Introduction

Computational diagnosis of amino acid variants in the human exome is the first step in assessing the disruptive impacts of non-synonymous single nucleotide variants (nsSNVs) on human health and disease. MEGA-MD (Molecular Evolutionary Genetics Analysis – Mutation Diagnosis) is a client-server application used to forecast the deleteriousness of nsSNVs using multiple methods and explore them in the context of the variability permitted in the long-term evolution of the affected positions.

MEGA-MD accesses a relational database (MD-DB) resident on our servers that contains pre-computed diagnoses, and associated information, for all possible mutations at all amino acid positions in the human exome. We have included three primary methods (PolyPhen-2, SIFT, and EvoD) of predicting the functional impact of amino acid variants. The first two are the most popular methods and the third significantly improves the performance for nSNVs found at ultra-conserved and at fast-evolving positions (Kumar et al., 2012). The PolyPhen-2 and SIFT diagnoses were obtained from dbNSFP. We have also included results from a multi-method consensus diagnosis, because they have been shown to be more reliable. In this case, we use the evolutionarily-balanced (see Liu and Kumar 2013) versions of PolyPhen-2 and SIFT diagnosis.

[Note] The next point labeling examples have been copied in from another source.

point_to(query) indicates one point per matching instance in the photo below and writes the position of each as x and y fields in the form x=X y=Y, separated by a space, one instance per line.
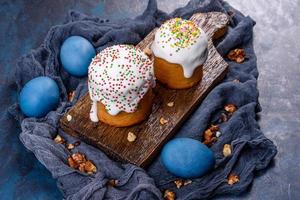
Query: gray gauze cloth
x=251 y=150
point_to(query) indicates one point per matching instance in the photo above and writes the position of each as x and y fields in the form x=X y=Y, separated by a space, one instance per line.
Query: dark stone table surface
x=24 y=24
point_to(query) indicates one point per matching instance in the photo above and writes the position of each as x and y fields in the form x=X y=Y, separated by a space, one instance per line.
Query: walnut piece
x=78 y=157
x=71 y=96
x=178 y=183
x=69 y=118
x=70 y=146
x=187 y=182
x=112 y=182
x=227 y=150
x=237 y=55
x=209 y=136
x=131 y=137
x=169 y=195
x=170 y=104
x=163 y=121
x=77 y=143
x=232 y=179
x=230 y=108
x=59 y=140
x=90 y=167
x=78 y=161
x=72 y=163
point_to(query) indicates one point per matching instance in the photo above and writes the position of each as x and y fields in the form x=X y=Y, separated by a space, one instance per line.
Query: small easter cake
x=180 y=49
x=120 y=82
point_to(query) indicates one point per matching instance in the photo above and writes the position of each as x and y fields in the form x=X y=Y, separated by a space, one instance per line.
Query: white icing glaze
x=93 y=112
x=182 y=42
x=119 y=77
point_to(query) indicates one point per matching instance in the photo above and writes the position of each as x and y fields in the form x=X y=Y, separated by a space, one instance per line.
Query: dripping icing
x=119 y=77
x=182 y=42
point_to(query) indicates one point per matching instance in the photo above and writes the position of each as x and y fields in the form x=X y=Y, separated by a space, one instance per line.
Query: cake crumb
x=131 y=137
x=170 y=104
x=163 y=121
x=112 y=182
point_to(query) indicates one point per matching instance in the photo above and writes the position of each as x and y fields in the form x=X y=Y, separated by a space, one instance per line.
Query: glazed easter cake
x=120 y=81
x=180 y=49
x=170 y=108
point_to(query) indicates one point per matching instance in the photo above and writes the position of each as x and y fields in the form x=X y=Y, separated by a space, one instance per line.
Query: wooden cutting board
x=151 y=135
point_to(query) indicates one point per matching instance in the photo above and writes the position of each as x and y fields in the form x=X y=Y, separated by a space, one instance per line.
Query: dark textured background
x=24 y=24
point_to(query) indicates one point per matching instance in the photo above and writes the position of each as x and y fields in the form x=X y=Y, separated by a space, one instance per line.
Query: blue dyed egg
x=187 y=158
x=76 y=54
x=39 y=96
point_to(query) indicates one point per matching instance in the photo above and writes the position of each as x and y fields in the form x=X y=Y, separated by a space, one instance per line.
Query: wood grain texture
x=151 y=135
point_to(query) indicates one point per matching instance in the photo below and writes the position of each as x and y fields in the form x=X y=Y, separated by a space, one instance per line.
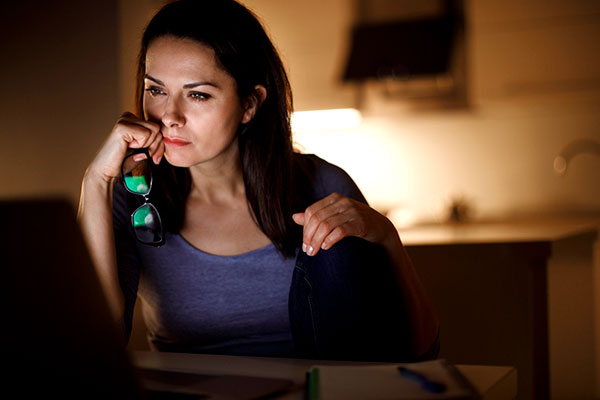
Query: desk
x=513 y=293
x=492 y=382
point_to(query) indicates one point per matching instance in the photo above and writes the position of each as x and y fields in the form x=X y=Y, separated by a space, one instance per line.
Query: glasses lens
x=137 y=173
x=147 y=224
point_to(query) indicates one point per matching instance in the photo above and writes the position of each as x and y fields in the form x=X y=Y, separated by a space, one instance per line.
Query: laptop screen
x=57 y=334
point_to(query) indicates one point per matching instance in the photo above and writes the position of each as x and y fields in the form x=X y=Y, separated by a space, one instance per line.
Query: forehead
x=186 y=58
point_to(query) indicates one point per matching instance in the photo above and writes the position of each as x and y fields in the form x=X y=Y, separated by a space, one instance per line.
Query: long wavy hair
x=245 y=51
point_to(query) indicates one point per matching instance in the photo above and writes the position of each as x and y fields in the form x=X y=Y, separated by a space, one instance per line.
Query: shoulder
x=324 y=178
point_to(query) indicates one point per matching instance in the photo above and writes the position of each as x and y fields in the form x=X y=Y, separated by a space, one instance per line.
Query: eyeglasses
x=136 y=172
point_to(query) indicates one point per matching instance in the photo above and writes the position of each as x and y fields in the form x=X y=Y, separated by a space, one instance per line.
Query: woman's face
x=193 y=99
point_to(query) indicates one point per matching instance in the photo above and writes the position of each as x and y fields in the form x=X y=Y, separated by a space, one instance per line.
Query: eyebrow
x=186 y=86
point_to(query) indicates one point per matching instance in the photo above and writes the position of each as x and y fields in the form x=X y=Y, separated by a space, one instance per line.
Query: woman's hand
x=128 y=132
x=335 y=217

In addition to retrieving pre-computed predictions for variants in the human exome, MEGA-MD provides a facility to infer ancestral states for the position where a given amino acid mutation is found. Maximum parsimony and maximum likelihood approaches are supported by this utility which uses the 46 species reference phylogeny along with the 46 species peptide alignment for the relevant gene (obtained from the UCSC resource).

MEGA-MD is developed using the MEGA (Molecular Evolutionary Genetics Analysis) software package.